'Toy Story 4' Will Be Great Because of 'Boyhood'
I, too, was vehemently opposed to the idea of a Toy Story 4 . My reasons were probably similar to yours: fearful insistence that further additions to the trilogy would dilute the perfect ending we saw in the 2010 threequel. Just as any devoted opponent of a fourth Toy Story movie would, I’d profess that this was no ordinary series.
To its generation — the collective that entered Andy’s world as children and bade him valedictions on the dawn of its own adulthood — Toy Story stands as the foremost artistic testament to growing up, allotting some of its young viewers’ their first experiences with the ideas of change and loss, and distributing these ideas over the span of an American childhood. When everything that Toy Story had purveyed — these wholly substantial institutions upon which many Pixar-raised youngsters had founded their definitions of friendship and life — was capped with an impossibly satisfying farewell between Andy and his best friend Woody, it meant a validation of all the values that the films had instilled within us. Sound about right?

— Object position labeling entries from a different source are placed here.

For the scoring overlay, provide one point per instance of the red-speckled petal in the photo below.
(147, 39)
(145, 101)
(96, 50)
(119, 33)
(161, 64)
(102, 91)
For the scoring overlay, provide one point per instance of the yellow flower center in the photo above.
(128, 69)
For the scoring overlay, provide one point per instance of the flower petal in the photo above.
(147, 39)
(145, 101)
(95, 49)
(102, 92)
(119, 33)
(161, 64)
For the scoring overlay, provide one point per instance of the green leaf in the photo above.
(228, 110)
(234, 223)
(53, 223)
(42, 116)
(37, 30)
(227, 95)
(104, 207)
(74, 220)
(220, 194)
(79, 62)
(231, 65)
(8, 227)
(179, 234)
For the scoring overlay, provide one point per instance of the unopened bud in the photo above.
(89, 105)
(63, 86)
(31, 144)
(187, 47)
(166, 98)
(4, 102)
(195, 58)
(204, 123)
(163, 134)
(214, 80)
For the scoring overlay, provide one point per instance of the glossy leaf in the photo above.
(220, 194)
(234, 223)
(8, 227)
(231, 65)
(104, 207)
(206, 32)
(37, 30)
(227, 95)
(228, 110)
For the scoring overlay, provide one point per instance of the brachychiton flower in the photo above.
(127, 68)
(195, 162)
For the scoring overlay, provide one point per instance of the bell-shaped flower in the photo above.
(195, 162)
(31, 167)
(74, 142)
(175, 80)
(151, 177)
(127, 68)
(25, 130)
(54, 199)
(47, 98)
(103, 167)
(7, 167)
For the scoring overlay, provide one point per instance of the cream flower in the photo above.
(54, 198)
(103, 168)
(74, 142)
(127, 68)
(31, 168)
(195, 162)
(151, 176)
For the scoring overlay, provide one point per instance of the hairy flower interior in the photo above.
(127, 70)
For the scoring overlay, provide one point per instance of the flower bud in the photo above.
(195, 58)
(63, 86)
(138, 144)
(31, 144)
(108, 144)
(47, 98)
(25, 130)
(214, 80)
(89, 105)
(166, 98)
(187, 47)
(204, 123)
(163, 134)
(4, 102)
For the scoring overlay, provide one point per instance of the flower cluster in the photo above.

So, as did many, I faced the notion of a follow-up to Toy Story 3 as something of a threat. Would a fourth movie undo the goodwill imparted by that final “So long, partner”? Would it retroactively rob us of the solidity associated with the all-important story? From the moment I first heard about the prospect of a Toy Story 4, I trembled over the inevitability of these brands of fate. But I’ve since come to understand that not only would it be shy of disastrous, it might perhaps be altogether necessary for a fourth movie to make its way to theaters. And that realization came thanks, in part, to Boyhood.
My anticipation for the Richard Linklater epic was sky-high; emotional preparations were made to access the greatest take on the coming-of-age genre I’d yet to see. If you’ve seen Boyhood, you know that it is not quite what the coming-of-age genre has readied us for. It is decidedly lacking in epiphany moments, neat summations, or sweeping messages about what it means to be a boy, to be alive. It is, instead, a genuine movie about growing up. It is messy, rambling, and organic.
Best of all, it is provocative of this imperfection as a requisite for ample living. It insists that each and every component of its story, and of a life on its own, is equal the show-stopping scene. All endeavors — camping, graduation, working in a kitchen, reading Harry Potter, walking down the block, watching your stepfather throw a fit, talking, staring, everything and nothing — are of the same import, and met with the same appreciation.
A Toy Story 4, in its unraveling of the proper bow atop the Toy Storys we have to date, wouldn’t be “neat.” It would feel risky, frightening, and extraneous. But these, also, are characteristics of leaving childhood. If we leave off forever with that perfect moment between Andy and Woody, it’s almost as if we’re relegating ourselves to a seizure of time — an eternal preservation of the moment we’d prefer to be living in, which is altogether contradictory to what Toy Story has always been about.
Everybody has his or her personal narrative when it comes to Toy Story. Mine — one riddled with remarkable clichés — began at age seven in a New York City multiplex. My father couriered my older sister, her best friends (the twins from down the block), and me to the theater to watch the movie. The girls broke off to sit independent from us, something I didn’t then quite get. I was happy to enjoy the animated majesty in the company of my father, the benefactor of my pop culture tastes from Groucho Marx to Pinky and the Brain.
In ’99, two years after relocating to the suburbs, my dad and I went solo to Toy Story 2, a then unrealized bookend to our pop culture-founded bond. As my impending adolescence would messenger in the usual set of banal traditions — hostility, depression, halfhearted rebellion against the patron of my love for wordplay and plots to take over the world — and his work-laden 50s would render little time or brainpower toward the effort to combat any of the above, our movie trips together ended with the Pixar sequel.
…And only picked up again in 2010, when — following a graduation from college and a trip overseas that left me aimless, misanthropic, and effectively panphobic — I called up the father to whom I had spoken nary a few words at any singular instance over the point of the last five years, asking if he’d be available to see Toy Story 3. He was just about to call me with the same request, he said.
So, there you are. A perfectly overly sentimental relationship with a movie about just that: the pangs of growing up. We can’t expect to stay young and unscathed forever — an impossibility and a hypothetical shortchanging on the bounties of life — so why should we expect to hold onto that youthful perfection that capped our generation’s coming-of-age epic? A Toy Story 4 might not be as heartrendingly tidy as Toy Story 3, but it’d be wholly in line with everything its series has been about. And perhaps a necessity if we want that lesson to land.